At the time of the events in Berry, the agency that is now the Workers' Compensation Board was named the Workers' Compensation Commission. See 39 M.R.S.A. § 91 (1989); P.L. 1991, ch. 885, § A-9 (effective Jan. 1, 1993).
The Social Security offset relevant to the appeal in Berry was codified at 39 M.R.S.A. § 62-B (1989). No meaningful differences exist between former section 62-B and the current statute, 39-A M.R.S. § 221(3)(A)(1).
[¶18] Crosen is correct that Berry did not decide whether an offset that exceeds the benefit from a qualifying injury should be prorated; however, that question is of no moment here because the facts of this case are directly analogous to the facts of Berry. Here, the full Social Security offset is $233.76 per week, which is less than the weekly compensation associated with Crosen's 2002 injury. Under the express holding in Berry, Blouin is entitled to take the full offset.
III. CONCLUSION
[¶19] As we held in Berry, the plain language of section 221(3)(A)(1) directs insurers to reduce qualifying workers' compensation incapacity benefits by fifty percent of the worker's Social Security benefits-regardless of whether the qualifying incapacity benefits only comprise a portion of the total compensation received for the worker's incapacity. 649 A.2d at 1101-03.
[¶20] In accordance with our opinion in Urrutia v. Interstate Brands International, Blouin may be entitled to a credit for the portion of the offset that, prior to this case, it did not take. 2018 ME 24, ¶¶ 16, 21-22, 179 A.3d 312 ("[B]oth the plain language of section 221(1) and its underlying purpose-to prevent a double recovery by the employee-establish that the Legislature intended that an employer is entitled to a 'credit' for past overpayments resulting from the employee's receipt of Social Security retirement benefits during the same period when the employer was required to make the incapacity benefit payments."). Based on the record in this matter, however, the issues of the extent of Blouin's credit for overpayment and the means through which Blouin might recover that overpayment under the pertinent provisions of the Workers' Compensation Act are not properly before us. We therefore remand this matter to allow the parties an opportunity to further develop these issues and for a determination on these issues by an administrative law judge and the Board.

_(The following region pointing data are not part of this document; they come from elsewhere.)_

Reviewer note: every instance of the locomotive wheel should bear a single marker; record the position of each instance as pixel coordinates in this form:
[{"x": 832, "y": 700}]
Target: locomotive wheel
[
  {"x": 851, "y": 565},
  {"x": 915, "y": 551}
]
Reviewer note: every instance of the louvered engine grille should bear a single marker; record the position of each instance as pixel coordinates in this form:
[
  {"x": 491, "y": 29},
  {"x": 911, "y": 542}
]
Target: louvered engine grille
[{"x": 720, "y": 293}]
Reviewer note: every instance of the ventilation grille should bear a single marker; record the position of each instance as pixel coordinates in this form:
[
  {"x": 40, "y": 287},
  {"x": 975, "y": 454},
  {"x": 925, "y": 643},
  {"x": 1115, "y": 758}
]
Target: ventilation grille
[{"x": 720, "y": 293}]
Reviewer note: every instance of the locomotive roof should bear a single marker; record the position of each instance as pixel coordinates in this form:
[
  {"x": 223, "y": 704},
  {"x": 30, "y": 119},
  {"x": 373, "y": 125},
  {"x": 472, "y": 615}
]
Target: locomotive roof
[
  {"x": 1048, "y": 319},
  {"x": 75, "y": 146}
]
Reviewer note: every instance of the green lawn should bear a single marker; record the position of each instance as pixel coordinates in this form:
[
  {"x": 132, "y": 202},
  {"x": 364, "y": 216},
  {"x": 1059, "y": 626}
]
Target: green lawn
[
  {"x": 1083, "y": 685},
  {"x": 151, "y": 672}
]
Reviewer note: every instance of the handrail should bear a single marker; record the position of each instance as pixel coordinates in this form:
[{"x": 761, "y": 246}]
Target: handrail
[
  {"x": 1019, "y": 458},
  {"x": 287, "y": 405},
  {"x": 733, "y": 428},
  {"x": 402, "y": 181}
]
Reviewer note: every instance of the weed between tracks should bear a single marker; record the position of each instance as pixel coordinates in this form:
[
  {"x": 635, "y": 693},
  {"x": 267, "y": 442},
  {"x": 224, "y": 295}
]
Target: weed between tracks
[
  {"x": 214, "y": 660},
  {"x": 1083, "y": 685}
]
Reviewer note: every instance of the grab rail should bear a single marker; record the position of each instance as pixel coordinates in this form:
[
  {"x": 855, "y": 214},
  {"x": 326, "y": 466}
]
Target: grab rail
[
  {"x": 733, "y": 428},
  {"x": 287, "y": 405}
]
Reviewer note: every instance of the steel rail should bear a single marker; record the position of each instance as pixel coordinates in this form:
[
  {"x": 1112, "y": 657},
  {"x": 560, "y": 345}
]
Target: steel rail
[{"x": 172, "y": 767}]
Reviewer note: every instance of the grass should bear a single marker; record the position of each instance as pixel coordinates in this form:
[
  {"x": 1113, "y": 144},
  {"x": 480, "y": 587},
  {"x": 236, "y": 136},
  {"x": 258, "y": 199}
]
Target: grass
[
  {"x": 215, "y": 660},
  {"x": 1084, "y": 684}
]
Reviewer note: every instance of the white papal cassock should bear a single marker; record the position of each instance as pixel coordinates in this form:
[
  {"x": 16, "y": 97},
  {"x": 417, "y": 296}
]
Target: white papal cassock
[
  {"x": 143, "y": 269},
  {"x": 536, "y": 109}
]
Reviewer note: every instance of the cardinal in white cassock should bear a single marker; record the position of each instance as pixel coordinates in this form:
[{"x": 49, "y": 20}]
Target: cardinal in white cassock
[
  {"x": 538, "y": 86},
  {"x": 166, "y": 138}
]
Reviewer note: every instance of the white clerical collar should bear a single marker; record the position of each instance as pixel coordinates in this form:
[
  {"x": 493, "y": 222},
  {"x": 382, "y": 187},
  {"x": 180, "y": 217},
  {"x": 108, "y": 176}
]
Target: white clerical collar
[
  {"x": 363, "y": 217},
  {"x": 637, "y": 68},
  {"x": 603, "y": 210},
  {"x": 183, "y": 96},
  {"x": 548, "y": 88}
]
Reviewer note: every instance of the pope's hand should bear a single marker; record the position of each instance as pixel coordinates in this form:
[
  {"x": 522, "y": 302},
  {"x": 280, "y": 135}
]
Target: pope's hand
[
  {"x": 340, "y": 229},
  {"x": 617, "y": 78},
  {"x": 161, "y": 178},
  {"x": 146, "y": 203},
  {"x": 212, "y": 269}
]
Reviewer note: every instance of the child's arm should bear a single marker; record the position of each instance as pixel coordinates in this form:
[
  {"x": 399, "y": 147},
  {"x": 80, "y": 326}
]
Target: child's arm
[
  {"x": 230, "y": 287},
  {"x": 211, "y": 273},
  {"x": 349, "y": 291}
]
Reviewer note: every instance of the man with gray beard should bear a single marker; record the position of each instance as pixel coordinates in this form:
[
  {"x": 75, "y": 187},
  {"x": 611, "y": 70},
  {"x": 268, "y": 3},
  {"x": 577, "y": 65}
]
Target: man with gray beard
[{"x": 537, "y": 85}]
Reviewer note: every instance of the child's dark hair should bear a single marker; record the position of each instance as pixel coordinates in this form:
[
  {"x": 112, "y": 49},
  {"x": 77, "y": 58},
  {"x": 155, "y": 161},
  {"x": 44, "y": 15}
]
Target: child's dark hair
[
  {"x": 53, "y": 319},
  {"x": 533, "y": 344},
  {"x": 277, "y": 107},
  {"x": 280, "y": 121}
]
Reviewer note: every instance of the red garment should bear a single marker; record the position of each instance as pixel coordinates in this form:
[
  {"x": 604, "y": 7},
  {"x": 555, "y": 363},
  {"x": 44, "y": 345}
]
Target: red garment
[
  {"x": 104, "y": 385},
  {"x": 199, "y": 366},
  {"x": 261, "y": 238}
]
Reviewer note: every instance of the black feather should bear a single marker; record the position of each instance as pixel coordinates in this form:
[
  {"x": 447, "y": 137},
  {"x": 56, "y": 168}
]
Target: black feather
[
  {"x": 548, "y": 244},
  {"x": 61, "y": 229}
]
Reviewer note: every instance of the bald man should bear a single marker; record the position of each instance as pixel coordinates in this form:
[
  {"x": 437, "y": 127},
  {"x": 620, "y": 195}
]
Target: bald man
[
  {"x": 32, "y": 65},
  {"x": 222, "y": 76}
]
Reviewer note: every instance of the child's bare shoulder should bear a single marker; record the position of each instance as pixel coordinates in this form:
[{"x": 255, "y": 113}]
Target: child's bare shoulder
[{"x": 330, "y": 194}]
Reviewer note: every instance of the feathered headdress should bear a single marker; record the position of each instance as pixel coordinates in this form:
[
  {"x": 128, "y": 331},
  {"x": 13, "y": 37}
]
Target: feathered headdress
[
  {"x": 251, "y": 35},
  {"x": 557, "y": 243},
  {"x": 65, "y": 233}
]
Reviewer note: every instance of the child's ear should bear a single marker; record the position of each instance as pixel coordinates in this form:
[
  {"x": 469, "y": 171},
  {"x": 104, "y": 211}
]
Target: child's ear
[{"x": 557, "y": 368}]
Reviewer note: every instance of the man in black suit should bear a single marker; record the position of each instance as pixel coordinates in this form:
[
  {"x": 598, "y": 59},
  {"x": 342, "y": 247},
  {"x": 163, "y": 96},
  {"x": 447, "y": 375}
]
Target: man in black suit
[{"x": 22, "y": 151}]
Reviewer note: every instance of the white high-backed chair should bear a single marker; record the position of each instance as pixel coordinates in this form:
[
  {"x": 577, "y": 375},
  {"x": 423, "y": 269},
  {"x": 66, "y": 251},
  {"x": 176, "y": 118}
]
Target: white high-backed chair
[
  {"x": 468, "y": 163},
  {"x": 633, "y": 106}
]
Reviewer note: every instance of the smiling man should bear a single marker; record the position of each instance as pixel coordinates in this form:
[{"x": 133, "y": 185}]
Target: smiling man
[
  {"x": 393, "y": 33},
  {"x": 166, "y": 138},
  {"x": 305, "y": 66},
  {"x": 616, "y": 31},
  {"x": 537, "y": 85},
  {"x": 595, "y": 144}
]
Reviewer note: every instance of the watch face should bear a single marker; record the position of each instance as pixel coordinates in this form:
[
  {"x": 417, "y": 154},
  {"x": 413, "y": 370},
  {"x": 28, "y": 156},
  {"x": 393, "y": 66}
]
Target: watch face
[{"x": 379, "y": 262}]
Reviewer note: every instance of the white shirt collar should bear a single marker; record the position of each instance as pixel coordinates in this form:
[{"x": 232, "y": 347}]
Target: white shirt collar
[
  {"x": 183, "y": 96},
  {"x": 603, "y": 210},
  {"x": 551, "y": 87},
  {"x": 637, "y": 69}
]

It is not clear from the majority decision in Urrutia whether 39-A M.R.S. § 324 (2024) authorizes the ALJ to order a payment holiday or other credit. See Urrutia v. Interstate Brands Int'l, 2018 ME 24, ¶ 22, 179 A.3d 312; see also id. ¶¶ 29-35 (Jabar, J., dissenting) (arguing that the section 221 credit applies only to overpayments made by employers during the pendency of an appeal or motion for findings of fact or conclusions of law); 39-A M.R.S. § 221(3)(B).
The entry is:
The decision of the Appellate Division is vacated. Remanded to the Appellate Division with instructions to remand the matter to the ALJ for further proceedings consistent with this opinion.